Terzo tema, il modello comunicativo.
Qui, tutto converge. Percezione della politica come “res severa”, dunque estrema parsimonia dichiarativa; essenzialità da giurista ma anche semplicità da “popolare”; storia personale affidata alle leggi prodotte e non agli annunci fatti. Insomma un modello che oggi si direbbe anti-comunicativo. Che appare subito come il primo fattore di netto bilanciamento rispetto alla cultura invalsa nella relazione tra politica come dichiarazionismo e la iper-mediatizzazione (con delegittimazione delle istituzioni) dei luoghi della politica.
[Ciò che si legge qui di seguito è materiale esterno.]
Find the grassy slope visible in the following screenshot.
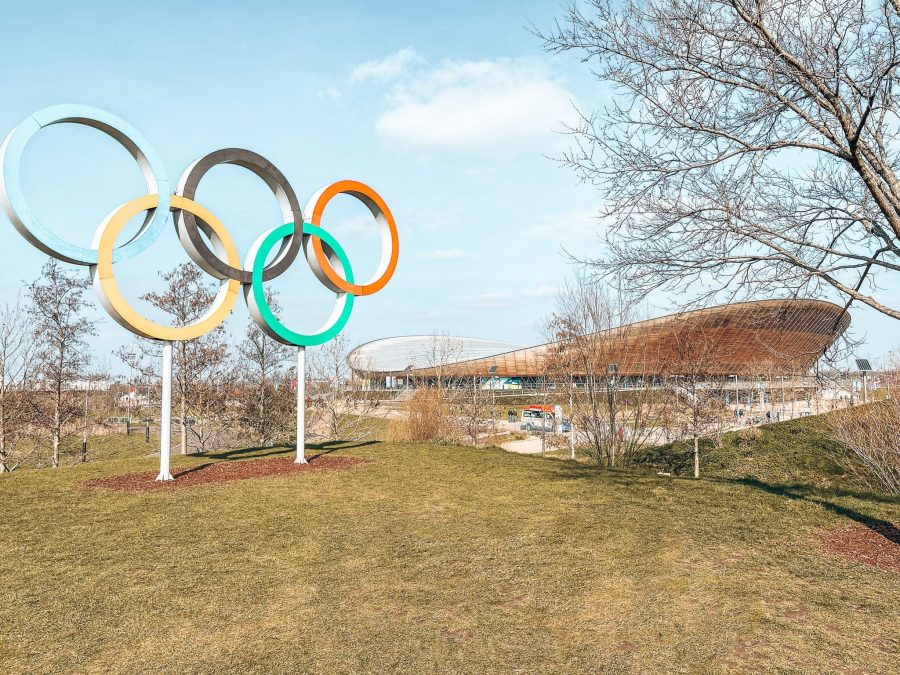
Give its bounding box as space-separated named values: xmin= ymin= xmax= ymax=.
xmin=0 ymin=436 xmax=900 ymax=672
xmin=642 ymin=415 xmax=861 ymax=487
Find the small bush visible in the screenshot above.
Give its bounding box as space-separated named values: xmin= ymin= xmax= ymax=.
xmin=387 ymin=389 xmax=457 ymax=442
xmin=830 ymin=399 xmax=900 ymax=494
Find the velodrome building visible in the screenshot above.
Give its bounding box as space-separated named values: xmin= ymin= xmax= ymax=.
xmin=348 ymin=300 xmax=850 ymax=388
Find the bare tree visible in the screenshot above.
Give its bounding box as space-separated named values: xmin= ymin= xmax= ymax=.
xmin=308 ymin=333 xmax=384 ymax=441
xmin=536 ymin=0 xmax=900 ymax=318
xmin=28 ymin=260 xmax=94 ymax=467
xmin=141 ymin=263 xmax=233 ymax=455
xmin=546 ymin=276 xmax=657 ymax=466
xmin=668 ymin=326 xmax=729 ymax=478
xmin=238 ymin=293 xmax=294 ymax=446
xmin=0 ymin=298 xmax=37 ymax=473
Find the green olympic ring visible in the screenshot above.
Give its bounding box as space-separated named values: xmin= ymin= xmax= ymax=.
xmin=250 ymin=223 xmax=354 ymax=347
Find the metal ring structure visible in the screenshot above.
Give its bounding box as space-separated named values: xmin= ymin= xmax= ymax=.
xmin=305 ymin=180 xmax=400 ymax=295
xmin=90 ymin=195 xmax=240 ymax=340
xmin=250 ymin=223 xmax=353 ymax=347
xmin=175 ymin=148 xmax=303 ymax=284
xmin=0 ymin=105 xmax=399 ymax=347
xmin=0 ymin=105 xmax=169 ymax=265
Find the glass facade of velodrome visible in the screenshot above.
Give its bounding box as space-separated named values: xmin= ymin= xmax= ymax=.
xmin=348 ymin=300 xmax=850 ymax=379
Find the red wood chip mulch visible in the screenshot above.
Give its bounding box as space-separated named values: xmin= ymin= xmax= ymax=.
xmin=82 ymin=455 xmax=366 ymax=492
xmin=822 ymin=523 xmax=900 ymax=574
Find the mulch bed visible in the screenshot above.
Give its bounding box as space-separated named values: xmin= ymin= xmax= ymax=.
xmin=822 ymin=523 xmax=900 ymax=574
xmin=82 ymin=455 xmax=366 ymax=492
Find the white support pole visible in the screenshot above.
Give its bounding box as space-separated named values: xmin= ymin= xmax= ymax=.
xmin=156 ymin=340 xmax=174 ymax=480
xmin=294 ymin=347 xmax=307 ymax=464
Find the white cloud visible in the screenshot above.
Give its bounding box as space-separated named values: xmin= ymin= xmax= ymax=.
xmin=350 ymin=47 xmax=422 ymax=82
xmin=418 ymin=248 xmax=478 ymax=261
xmin=319 ymin=87 xmax=344 ymax=103
xmin=462 ymin=284 xmax=559 ymax=309
xmin=524 ymin=209 xmax=603 ymax=246
xmin=376 ymin=59 xmax=574 ymax=150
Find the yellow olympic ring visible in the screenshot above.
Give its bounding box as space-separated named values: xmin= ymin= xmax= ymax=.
xmin=90 ymin=194 xmax=240 ymax=340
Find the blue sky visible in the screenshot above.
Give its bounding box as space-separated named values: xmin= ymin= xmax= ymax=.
xmin=0 ymin=0 xmax=897 ymax=370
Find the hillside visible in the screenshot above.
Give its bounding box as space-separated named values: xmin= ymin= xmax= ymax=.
xmin=0 ymin=441 xmax=900 ymax=672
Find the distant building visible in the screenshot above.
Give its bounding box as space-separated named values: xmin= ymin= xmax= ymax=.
xmin=348 ymin=300 xmax=850 ymax=389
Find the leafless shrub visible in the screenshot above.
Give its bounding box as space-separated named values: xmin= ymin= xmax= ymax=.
xmin=388 ymin=389 xmax=457 ymax=441
xmin=831 ymin=397 xmax=900 ymax=494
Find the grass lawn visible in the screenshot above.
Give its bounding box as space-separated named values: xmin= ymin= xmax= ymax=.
xmin=0 ymin=436 xmax=900 ymax=673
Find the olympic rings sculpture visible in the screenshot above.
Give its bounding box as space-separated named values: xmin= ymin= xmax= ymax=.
xmin=0 ymin=105 xmax=400 ymax=347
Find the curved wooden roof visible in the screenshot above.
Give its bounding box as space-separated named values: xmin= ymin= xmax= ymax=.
xmin=354 ymin=300 xmax=850 ymax=378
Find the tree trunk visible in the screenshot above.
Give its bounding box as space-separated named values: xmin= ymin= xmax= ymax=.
xmin=181 ymin=396 xmax=187 ymax=455
xmin=52 ymin=400 xmax=60 ymax=468
xmin=694 ymin=434 xmax=700 ymax=478
xmin=0 ymin=392 xmax=9 ymax=473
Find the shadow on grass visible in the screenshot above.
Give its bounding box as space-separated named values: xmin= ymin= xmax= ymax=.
xmin=553 ymin=460 xmax=900 ymax=546
xmin=728 ymin=478 xmax=900 ymax=546
xmin=192 ymin=440 xmax=379 ymax=460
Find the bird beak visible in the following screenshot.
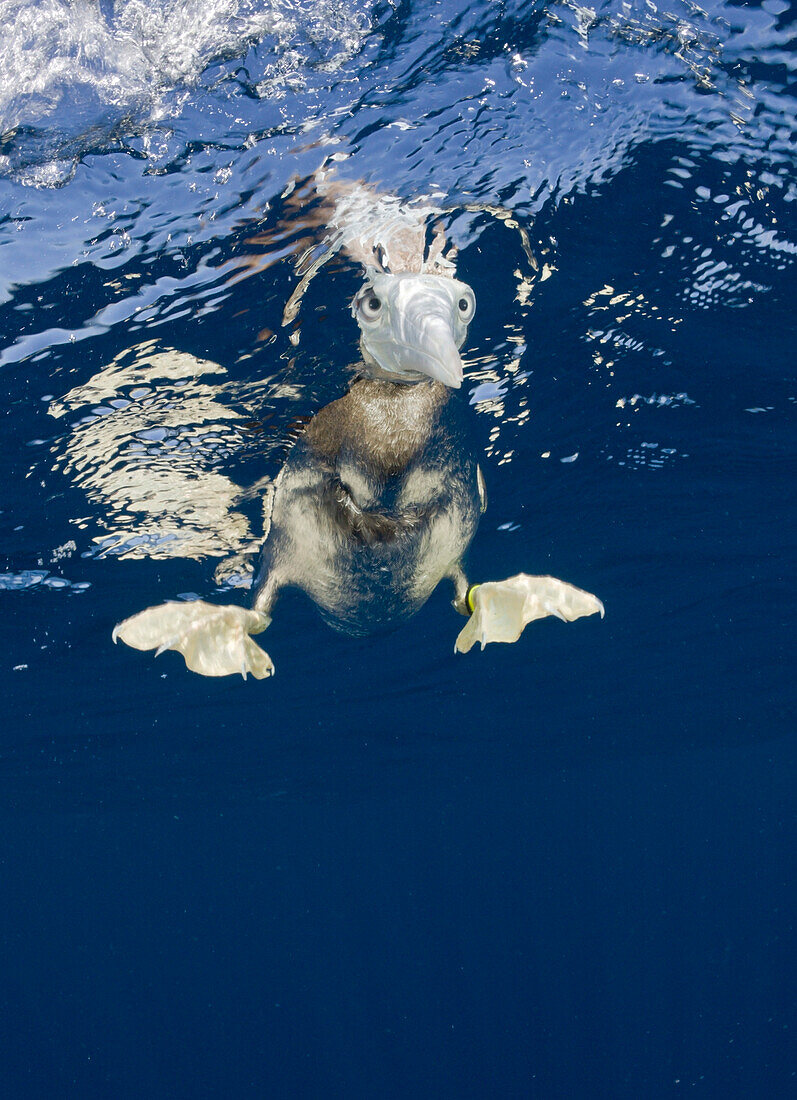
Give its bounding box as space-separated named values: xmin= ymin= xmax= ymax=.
xmin=363 ymin=303 xmax=463 ymax=389
xmin=416 ymin=317 xmax=463 ymax=389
Un modello che – pur sfiorando una certa sterilità – potrebbe persino apparire come liberatorio. Certamente e’ contro-tendenziale. E che il presidente, passo passo, probabilmente riequilibrerà, non facendo cioè mancare al paese (e, per quel che l’ Italia conta, anche al mondo) almeno la spiegazione di atti e di problemi cruciali.
Perché resta il fatto che gli italiani percepiscono troppo e capiscono troppo poco. E anche attorno a ciò si generano poi debolezze sociali.
E così anche il presidente della Repubblica più adatto a controbilanciare non riuscirebbe a spuntarla se anche la stessa società non avesse qualche cromosomo adattato a controbilanciare. E, siccome la politica sarà anche sentimento ma è soprattutto argomento, essa alla fine tende ad abbandonare la democrazia se la gente a furia di non capire abbandona la politica stessa.